If he didn’t like you, which was a rare case, you probably knew that, but I know he gave you an honest chance first. And if he did like you, he would have a smile and a wise crack and all the time in the world to talk. Downtown Alive, Festival and Rhythms are going to be very different for us and our friends now.
My Dad was squarely middle aged, which may not be very comforting for those of you around the same age. But, he had something I aspire to have. He had the spirit of a young man, with the wisdom of an old man. That thought came to me yesterday, and I sat for a while and thought about what an awesome combination that is. I don’t know that there is much more that you could ask for.
Before he went in for the surgery, Dad told multiple people that he was the happiest he had ever been. He had his family nearby, and he was happy at work. He had two grandsons that meant the world to him and any stresses that had bothered him in the past had been resolved. We can all take comfort in knowing that his last memories were those of true satisfaction and joy.
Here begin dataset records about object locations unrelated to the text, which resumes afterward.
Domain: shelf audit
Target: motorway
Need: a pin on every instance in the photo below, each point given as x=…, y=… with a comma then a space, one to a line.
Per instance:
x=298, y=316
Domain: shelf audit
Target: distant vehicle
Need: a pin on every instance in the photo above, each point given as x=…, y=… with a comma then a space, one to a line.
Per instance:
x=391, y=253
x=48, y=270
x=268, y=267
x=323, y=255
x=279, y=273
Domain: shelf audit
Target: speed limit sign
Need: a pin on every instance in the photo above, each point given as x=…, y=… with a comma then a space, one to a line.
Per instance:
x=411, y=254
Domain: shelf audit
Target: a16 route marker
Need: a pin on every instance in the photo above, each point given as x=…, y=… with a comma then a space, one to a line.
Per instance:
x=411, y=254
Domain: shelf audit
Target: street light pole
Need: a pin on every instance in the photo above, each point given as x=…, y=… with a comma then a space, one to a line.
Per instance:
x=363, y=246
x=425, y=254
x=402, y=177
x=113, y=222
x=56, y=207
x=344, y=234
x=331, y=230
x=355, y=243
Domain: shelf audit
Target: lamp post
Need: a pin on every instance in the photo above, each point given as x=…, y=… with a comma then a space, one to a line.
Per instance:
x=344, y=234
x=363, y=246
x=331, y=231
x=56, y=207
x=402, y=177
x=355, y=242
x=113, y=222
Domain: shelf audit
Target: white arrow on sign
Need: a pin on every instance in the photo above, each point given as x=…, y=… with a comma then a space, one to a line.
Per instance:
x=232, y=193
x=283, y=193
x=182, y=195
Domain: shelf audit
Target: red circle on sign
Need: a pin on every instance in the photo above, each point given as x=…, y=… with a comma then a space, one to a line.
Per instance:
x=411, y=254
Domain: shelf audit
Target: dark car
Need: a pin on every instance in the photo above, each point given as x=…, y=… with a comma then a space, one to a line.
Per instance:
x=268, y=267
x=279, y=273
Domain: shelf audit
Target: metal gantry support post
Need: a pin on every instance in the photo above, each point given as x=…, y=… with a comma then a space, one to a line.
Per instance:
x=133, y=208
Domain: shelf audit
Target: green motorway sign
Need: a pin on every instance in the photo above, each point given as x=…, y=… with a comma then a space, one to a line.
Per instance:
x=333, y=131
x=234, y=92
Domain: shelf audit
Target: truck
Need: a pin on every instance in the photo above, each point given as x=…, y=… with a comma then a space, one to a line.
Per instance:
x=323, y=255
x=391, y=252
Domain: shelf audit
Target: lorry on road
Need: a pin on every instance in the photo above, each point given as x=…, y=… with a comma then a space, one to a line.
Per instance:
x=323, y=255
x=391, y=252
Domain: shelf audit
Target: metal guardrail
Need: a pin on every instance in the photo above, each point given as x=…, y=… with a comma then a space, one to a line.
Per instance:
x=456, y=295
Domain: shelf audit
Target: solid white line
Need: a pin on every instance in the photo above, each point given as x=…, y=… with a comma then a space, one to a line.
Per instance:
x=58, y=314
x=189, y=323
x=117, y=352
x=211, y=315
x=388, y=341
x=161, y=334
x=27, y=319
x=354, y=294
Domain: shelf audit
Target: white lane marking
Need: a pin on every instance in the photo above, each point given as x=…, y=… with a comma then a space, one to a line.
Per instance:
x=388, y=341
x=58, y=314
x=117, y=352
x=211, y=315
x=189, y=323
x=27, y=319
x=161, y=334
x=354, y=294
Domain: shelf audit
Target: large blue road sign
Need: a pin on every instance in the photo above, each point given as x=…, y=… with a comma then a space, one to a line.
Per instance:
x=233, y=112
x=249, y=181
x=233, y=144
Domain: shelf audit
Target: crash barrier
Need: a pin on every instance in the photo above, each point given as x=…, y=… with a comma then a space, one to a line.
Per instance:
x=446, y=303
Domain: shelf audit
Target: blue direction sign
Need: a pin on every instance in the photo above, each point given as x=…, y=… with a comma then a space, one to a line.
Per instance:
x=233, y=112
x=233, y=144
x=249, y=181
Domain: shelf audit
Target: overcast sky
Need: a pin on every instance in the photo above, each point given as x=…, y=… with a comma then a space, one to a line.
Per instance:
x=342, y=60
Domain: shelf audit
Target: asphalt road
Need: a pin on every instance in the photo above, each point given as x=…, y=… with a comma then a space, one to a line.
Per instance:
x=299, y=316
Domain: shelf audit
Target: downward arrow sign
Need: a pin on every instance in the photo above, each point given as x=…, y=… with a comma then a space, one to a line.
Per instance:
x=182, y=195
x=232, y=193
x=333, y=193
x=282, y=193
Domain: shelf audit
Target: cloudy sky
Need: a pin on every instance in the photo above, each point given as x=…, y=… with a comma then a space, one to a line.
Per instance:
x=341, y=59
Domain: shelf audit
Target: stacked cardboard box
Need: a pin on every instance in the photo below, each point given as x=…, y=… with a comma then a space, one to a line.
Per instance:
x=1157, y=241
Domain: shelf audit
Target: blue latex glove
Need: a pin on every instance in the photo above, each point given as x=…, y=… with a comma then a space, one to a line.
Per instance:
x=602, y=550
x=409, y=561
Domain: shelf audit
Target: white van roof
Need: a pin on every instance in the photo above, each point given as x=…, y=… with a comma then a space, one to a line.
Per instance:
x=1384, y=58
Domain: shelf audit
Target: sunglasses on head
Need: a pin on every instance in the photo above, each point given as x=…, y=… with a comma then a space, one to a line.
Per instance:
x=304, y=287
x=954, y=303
Our family thanks everyone here for their friendship and the thoughts, prayers and vibes you’ve sent out over the last two grueling weeks. You all mean so much to us and did to my dad to, even if it was just because you were a positive point in one of our lives. Thank you for being there, and your support will only become more important over the coming months as we all adjust to a radically different way of life.